Tapi kali ini, berkat Kaito, Alice bisa menerima kematian Iris dan sekarang lebih santai…… Berkat itu, Iris bisa bertemu Alice lagi dalam bentuk mimpi. 

[… Aku juga ingin berterima kasih pada orang itu untuk itu. Berkat dia, aku bisa bercakap-cakap denganmu seperti ini, meski kau tidak sadarkan diri.] 

[…… Uuuuu…… Kaito-san……] 

[Ayo ucapkan terima kasih padanya sendiri…… Bangunlah, mimpi hanya Kenangan sesaat…… Ini sudah waktunya kau bangun.] 

[…… Eh? Ahhh !?] 

Saat Iris memberitahunya dengan nada menenangkan, Alice menyadari bahwa tubuhnya mulai menjadi transparan.

Mimpi bukanlah sesuatu yang bisa kau lihat sepanjang waktu saat kau tidur. Waktu Alice dan Iris dapat berbicara tidak terlalu lama. 

Namun, ini bukan terakhir kalinya mereka bertemu...... Melihat ekspresi gelisah di wajah Alice, Iris dengan lembut tersenyum. 
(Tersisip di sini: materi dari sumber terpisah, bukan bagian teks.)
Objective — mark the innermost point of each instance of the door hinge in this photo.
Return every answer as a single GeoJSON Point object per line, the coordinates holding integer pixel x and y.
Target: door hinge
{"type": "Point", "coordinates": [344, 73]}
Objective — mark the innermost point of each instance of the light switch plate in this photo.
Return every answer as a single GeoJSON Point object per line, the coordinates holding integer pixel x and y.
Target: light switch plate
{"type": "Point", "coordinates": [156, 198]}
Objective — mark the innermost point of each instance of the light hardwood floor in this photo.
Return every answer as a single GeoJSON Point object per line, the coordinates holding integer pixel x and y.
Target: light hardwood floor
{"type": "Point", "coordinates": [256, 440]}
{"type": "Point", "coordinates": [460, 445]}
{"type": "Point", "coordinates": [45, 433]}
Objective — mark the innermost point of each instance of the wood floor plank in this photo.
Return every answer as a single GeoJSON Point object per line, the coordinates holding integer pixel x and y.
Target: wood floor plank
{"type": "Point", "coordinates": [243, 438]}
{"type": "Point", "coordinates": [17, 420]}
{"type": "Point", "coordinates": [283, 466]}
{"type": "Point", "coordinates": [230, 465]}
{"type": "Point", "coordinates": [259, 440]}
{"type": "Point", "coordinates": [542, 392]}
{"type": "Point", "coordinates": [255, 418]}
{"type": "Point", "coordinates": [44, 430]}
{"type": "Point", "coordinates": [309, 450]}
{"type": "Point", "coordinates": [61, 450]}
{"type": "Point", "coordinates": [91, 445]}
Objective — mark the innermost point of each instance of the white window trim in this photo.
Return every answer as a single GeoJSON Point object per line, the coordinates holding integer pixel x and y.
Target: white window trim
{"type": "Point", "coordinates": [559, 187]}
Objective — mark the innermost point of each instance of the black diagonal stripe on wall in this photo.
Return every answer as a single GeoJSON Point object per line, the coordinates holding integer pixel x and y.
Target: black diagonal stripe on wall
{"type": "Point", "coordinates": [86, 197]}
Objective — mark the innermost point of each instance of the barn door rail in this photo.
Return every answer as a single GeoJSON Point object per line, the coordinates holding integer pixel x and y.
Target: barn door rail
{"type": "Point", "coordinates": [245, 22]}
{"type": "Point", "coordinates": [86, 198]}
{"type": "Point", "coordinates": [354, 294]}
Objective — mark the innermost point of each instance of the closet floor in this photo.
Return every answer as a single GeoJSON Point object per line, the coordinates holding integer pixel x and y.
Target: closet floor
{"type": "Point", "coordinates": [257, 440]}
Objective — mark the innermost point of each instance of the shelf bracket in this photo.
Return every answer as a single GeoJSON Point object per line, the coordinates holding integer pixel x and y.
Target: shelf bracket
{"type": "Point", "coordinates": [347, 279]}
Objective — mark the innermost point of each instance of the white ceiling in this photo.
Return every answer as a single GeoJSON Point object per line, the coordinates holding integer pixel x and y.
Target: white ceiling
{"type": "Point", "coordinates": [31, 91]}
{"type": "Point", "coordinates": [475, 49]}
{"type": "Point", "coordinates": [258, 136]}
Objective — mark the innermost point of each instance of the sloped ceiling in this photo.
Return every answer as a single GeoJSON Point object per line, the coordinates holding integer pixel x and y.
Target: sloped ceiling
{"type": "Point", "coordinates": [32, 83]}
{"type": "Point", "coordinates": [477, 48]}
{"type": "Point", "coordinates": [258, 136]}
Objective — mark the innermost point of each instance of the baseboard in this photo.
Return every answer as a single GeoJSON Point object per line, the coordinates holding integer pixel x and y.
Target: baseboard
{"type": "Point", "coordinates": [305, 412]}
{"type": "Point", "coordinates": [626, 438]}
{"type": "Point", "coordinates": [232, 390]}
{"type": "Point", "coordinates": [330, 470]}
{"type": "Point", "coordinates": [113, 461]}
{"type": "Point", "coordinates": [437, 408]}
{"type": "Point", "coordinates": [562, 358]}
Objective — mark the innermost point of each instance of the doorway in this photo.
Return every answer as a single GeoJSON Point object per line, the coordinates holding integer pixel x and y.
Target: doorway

[Jangan khawatir...... Kita bisa bicara lagi, sebanyak yang kita mau. Itu selama kau masih hidup……] 

[Auuuu …… U-Unnn!] 

[…… Aku juga akan bisa berbicara denganmu lagi dalam mimpimu. Jika kau mulai mengkhawatirkan hal yang paling tidak berguna lagi, bersiaplah untuk omelan kasarku, oke?]

[…… Unnn…… Unnn.] 

Kita akan bertemu lagi. Mendengar kata-kata yang benar-benar memenuhi harapannya, Alice mengangguk lagi dan lagi sementara air mata menetes dari matanya. 

Kemudian, melihat Alice saat dia akan bangun… Suara lembut Iris bergema.

[…… Selamat, Alice. Aku berharap untuk kebahagiaanmu…… Itu keinginan baruku setelah kita bertemu lagi seperti ini.]